Due to the correlation between poor appetite and gut dysfunction we recruited Veterans with poor appetite as our first priority for interview. To explore decision making for adherence, we recruited the 5 people that reported poor appetite and reported missing doses due to poor appetite, a random sample of those persons that reported poor appetite and reported never missing doses, and a random sample of persons with no poor appetite that reported not missing dose. We reached saturation at 14 Veterans.
We counted presence of symptoms and conducted crosstabs to identify non-adherence by symptoms. Content analysis was used for the qualitative interviews.
Symptoms were identified by the HIV Symptom Index; Microbial translocation by levels of sCD14; adherence to cART measured using the AIDS Clinical Trial Group Adherence Survey. In the qualitative phase, we recruited 14 Veterans for cognitive interviews from the quantitative phase participants. Through one-on-one interviews, the qualitative phase investigated the influence of symptoms on cART adherence decision-making.
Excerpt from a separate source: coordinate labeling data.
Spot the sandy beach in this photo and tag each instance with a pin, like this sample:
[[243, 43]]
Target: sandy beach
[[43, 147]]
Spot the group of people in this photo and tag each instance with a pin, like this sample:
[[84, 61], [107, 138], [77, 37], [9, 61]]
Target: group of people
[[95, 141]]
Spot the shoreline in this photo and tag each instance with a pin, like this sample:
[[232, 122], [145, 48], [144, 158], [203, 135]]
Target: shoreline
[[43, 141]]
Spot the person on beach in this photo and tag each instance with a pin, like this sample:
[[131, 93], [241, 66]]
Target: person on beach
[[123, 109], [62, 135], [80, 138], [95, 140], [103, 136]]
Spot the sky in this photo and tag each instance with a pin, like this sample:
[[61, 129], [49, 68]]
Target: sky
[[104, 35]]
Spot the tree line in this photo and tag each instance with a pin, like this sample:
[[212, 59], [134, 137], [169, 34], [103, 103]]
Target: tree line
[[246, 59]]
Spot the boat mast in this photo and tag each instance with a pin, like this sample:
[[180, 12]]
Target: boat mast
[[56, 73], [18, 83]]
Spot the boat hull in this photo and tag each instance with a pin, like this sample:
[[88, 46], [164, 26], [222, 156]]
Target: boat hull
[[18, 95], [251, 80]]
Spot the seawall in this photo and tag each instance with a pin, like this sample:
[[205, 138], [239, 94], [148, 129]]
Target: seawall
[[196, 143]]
We found that this process contaminated the study as patients disclosed the provider switched cART due to symptoms
Of the 36 Veterans experiencing poor appetite, 89% found this symptom bothersome. Eighteen Veterans experienced nausea/vomiting (18%) and all found the symptom bothersome. Forty-nine Veterans (49%) experienced diarrhea which was bothersome. Finally, of the 48 Veterans experiencing bloating/abdominal pain, 96% found it bothersome. These data suggest that Veterans experience GI symptoms as bothersome. The proportion of those Veterans experiencing loss of appetite, 16% reported missing doses of cART due to poor appetite. The most common symptom leading to missed doses was nausea (35%) and vomiting (33%). Sixteen participants reported marijuana use. Among those reporting marijuana use, 63% also reported poor appetite. Thirty-one percent of those using marijuana reported nausea/vomiting.
Qualitative Results: All participants stated the reason for adherence was to live longer. Veterans admitted to forcing themselves to eat. Some Veterans stated if they took their medicine on an empty stomach they experience nausea/vomiting. Marijuana was a strategy used to increase appetite and support the desire to eat.
Feasibility: We ran into significant barriers with IRB restrictions. IRB required patient recruitment to be done by providers. Providers were aware of the purpose of the study and changed medications if patients reported missing doses as a result of a symptom. During interviews, the patients had been on new medications and were adherent to their medications making it difficult to assess decision-making for non-adherence.
By understanding GI-related symptoms patterns and influences in HIV+ Veterans we can deliver effective symptom management and help to develop new interventions focused on increasing cART adherence. Nausea and vomiting may be a significant barrier to adherence. However, poor appetite is correlated with dysfunctional gut barrier and may be a barrier to adherence based on food requirements. Interventions to manage these symptoms will support adherence. Marijuana was discussed as a strategy to help with poor appetite and it also helped with nausea and vomiting. Therefore, marijuana may be a strategy to manage poor appetite and nausea in states where it is legal. As this was a pilot study, further research is recommended to explore such strategies among Veterans and PLWH.
- Wilson NL, Azuero A, Vance DE, Richman JS, Moneyham LD, Raper JL, Heath SL, Kempf MC. Identifying Symptom Patterns in People Living With HIV Disease. Journal of The Association of Nurses in AIDS Care. 2016 Mar 1; 27(2):121-32.